The front grille shapes are the same, though the race car has a bit more open, mesh-filled grille section than the street car. The hoods are a little different with a massive air extraction point in the front of the race car hood to let heat out of the radiators. The street car features a mail-slot intake to let air under the hood and extraction over the hot V turbo setup.






The GR GT3’s front fenders feature louvers that let air out of the fender well, which today’s street car lacks. A large air extraction point sits behind the front wheel of both cars with the race car featuring side-exit exhaust mounted just below this extraction point in the side sill. Sadly, the street car does not have side-exit exhaust.
Both cars have similar shoulder lines down the sides of the doors to channel air into rear fender-mounted intakes to cool the rear ends. For the street car this air cools the transaxle while in the race car it cools the transmission, which Toyota hasn’t detailed yet.



The rear deck features similar ducktail spoilers, but the GT3 race car features an additional large spoiler mounted on stanchions that are bolted to the chassis.
The rear bumper shapes are similar and even the lower rear diffusers share curvature lines, though the street car has a quad exhaust setup poking through the rear end.
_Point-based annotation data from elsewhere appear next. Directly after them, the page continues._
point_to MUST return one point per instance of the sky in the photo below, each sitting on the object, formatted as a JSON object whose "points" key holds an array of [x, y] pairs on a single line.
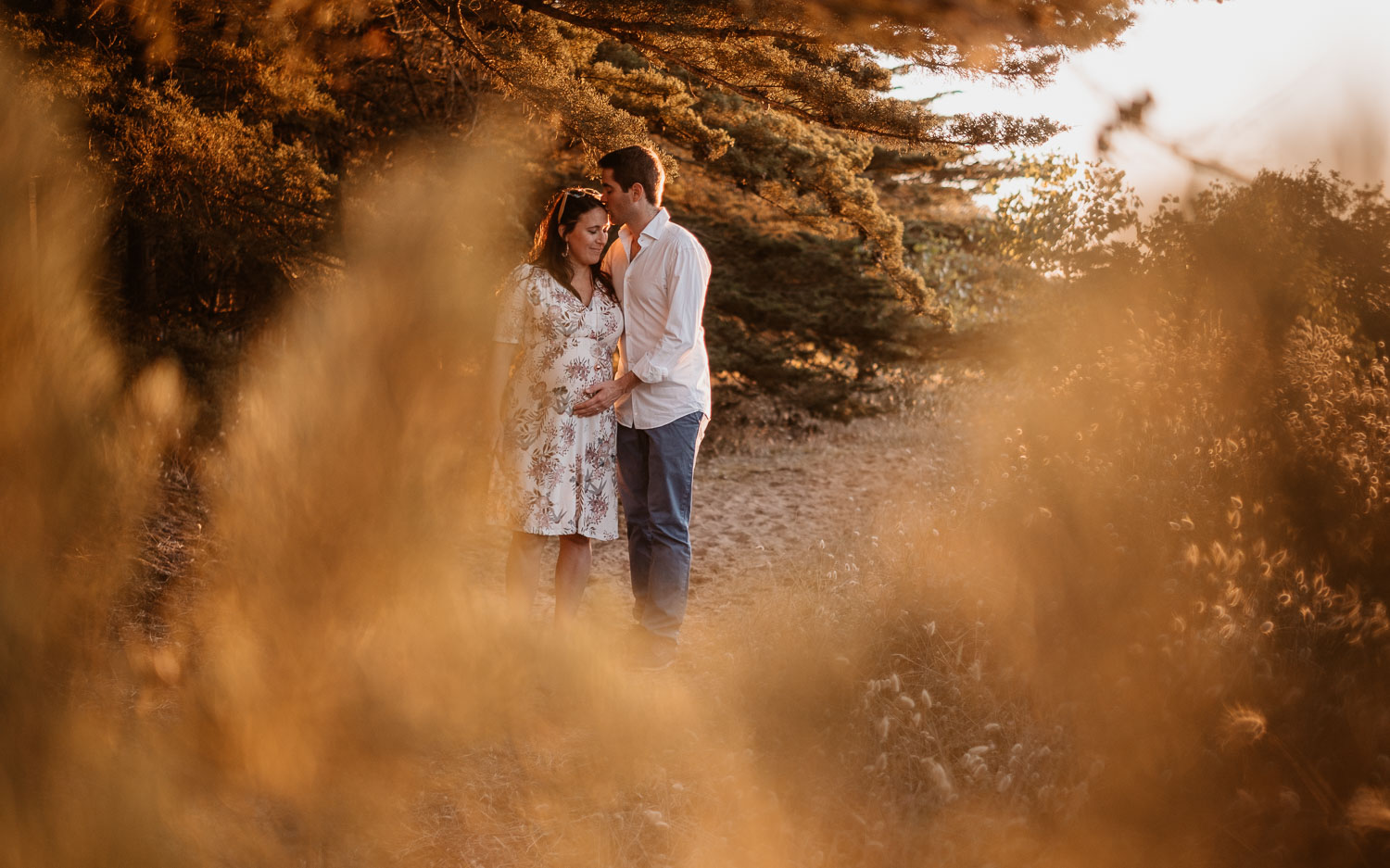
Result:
{"points": [[1247, 83]]}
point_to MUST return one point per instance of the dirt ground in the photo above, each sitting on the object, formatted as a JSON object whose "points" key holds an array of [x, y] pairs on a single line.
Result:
{"points": [[762, 506]]}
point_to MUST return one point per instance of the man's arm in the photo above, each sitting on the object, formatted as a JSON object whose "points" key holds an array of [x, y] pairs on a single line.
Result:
{"points": [[689, 280]]}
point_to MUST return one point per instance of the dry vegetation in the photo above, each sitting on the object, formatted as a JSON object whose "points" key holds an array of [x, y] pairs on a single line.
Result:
{"points": [[1131, 615]]}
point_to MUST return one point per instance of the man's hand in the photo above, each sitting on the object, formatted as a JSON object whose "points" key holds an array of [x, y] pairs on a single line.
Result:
{"points": [[605, 395]]}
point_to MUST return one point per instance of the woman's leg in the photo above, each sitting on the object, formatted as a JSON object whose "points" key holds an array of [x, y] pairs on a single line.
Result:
{"points": [[523, 571], [572, 576]]}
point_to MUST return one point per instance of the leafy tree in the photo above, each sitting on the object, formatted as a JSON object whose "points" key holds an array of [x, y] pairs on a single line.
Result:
{"points": [[225, 131]]}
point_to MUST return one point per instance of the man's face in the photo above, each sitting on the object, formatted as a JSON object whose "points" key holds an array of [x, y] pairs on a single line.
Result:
{"points": [[617, 202]]}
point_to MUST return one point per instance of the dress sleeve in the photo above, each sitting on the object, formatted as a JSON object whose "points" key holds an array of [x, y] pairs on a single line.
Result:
{"points": [[512, 299]]}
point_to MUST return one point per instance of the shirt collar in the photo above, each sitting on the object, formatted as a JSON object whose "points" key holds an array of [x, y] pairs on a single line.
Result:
{"points": [[653, 230]]}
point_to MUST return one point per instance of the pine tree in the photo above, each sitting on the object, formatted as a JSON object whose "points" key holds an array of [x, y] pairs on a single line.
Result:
{"points": [[225, 131]]}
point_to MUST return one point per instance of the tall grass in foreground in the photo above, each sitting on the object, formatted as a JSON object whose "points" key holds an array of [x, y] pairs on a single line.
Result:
{"points": [[1115, 639]]}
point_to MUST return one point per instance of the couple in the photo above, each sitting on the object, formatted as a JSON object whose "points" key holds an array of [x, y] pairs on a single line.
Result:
{"points": [[573, 433]]}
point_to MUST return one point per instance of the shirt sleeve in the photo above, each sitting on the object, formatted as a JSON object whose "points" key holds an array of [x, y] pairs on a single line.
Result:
{"points": [[512, 308], [687, 281]]}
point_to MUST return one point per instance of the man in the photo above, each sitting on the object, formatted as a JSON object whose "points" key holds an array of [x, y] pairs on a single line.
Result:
{"points": [[661, 274]]}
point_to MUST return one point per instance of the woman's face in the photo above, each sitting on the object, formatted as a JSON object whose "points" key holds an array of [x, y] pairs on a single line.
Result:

The shapes, body panels, and even aerodynamics are incredibly similar between the two with both cars sitting shockingly low. How much of the GT3 race car’s extra aero and design makes its way to a hotter GR GT at some point in the future is yet to be seen, but the groundwork’s being laid and honed on the track.
Toyota provided travel, lodging, and raw fish which I definitely did not eat to bring you this first-hand report.